Success rates for test functions; the parameters for MQHOA-MMO are as follows: k = 50, m = 200, σmin = 10e − 6, and repeat time = 30; the domain of definition is different with different functions.

Func	ε	AL0	AL1	AL2	AL3	AL4	AL5	AL6	AL7	AL8	AL9	AL10
F1	0.000001	100	100	92	28	72	84	88	92	88	100	92
F2	0.000001	100	100	88	28	60	100	92	88	72	92	92
F3	0.0005	100	88	72	0	72	72	0	24	28	24	24
F4	0.000001	100	60	60	0	100	96	0	60	56	52	60
F5	0.00001	100	100	88	52	32	100	56	88	76	72	60
F6	0.1	100	92	74	82	78	76	70	72	66	60	62

Table 4 shows the average number of global peaks detected by the MQHOA-MMO and other ten evolutionary multimodal optimization algorithms on test functions. Table 4 further indicates that MQHOA-MMO is able to detect the global optima in the test cases, and MQHOA-MMO can yield a good level of accuracy. IWO-σ-GSO is a new excellent combination algorithm. It can generate acceptable results over the test functions. SCMA can also generate good results over simple and low dimension. Their performance gradually becomes poor when the dimension increases. SDE algorithm shows very poor performance if the number of peaks has high accuracy. Other SDE could not be able to generate satisfactory solution. FERPSO is able to generate relatively satisfactory results in many test functions. For MQHOA-MMO, given suitable parameters, it can get all global optima.

Table 4

Average number of peaks found for the test functions; the parameters for MQHOA-MMO are as follows: k = 50, m = 200, σmin = 10e − 6, and repeat time = 30, and the domain of definition is different with different functions.

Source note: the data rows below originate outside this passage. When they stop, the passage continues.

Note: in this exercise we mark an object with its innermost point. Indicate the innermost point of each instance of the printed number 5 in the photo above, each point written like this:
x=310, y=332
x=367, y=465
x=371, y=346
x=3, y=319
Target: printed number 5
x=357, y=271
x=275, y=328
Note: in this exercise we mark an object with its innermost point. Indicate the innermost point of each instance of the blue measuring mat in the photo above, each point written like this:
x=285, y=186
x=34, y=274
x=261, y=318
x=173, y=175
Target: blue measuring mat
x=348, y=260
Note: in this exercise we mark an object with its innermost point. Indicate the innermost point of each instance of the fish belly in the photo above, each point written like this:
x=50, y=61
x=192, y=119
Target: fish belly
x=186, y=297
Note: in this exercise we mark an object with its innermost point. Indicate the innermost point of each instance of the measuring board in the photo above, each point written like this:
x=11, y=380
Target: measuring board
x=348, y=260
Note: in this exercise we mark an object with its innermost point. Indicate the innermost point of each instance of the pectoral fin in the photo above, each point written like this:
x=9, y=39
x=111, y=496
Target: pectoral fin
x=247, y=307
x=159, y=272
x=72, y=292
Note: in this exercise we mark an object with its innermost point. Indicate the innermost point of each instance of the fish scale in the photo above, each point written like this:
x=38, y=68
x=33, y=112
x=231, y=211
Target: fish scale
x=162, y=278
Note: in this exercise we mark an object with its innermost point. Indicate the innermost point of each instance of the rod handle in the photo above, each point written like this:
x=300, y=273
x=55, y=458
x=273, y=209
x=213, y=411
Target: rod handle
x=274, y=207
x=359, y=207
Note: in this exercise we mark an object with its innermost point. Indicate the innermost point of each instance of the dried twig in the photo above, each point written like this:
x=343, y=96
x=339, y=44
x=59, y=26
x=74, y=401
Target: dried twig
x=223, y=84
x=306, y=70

Func	ε	AL0	AL1	AL2	AL3	AL4	AL5	AL6	AL7	AL8	AL9	AL10
F1	0.000001	5	5	4.92	3.84	4.72	4.84	4.88	4.92	4.88	5	4.92
F2	0.000001	5	5	4.88	3.96	4.6	5	4.92	4.88	4.72	4.92	4.88
F3	0.0005	4	3.88	3.72	0.32	3.72	3.68	0.84	2.92	2.76	3	3.12
F4	0.000001	2	1.6	1.6	0.04	2	1.96	0.08	1.44	1.56	1.56	1.48
F5	0.00001	1	1	0.88	0.52	0.32	1	0.56	0.88	0.76	0.72	0.6
F6	0.1	3	2.88	2.56	2.76	2.72	2.64	2.48	2.52	2.44	2.36	2.40

5. Conclusion

In this paper, we proposed a multimodal optimization algorithm named MQHOA-MMO. We used wave function to locate the possibility positions of the optimal solutions. The experimental study undertook 12 distinct test functions with number of global peaks varying from 2 to 25. Through comparison of results which were obtained from optimization of several benchmark functions using MQHOA-MMO and other optimization algorithms with two criteria and results obtained from performance experiments it is revealed that MQHOA-MMO can detect all the global optimum in a fast effective, controllable, and higher accuracy. Furthermore, this algorithm can find the global optimum of multifunction without being trapped in local optimum. The experimental study clearly indicated that, in most of the test cases, performance of MQHOA-MMO remains statistically better than all the other algorithms compared with it. For some complex functions, MQHOA-MMO could not have a good success rate. Future research of MQHOA-MMO will be focused on the optimization of such complex functions and higher-dimensional functions.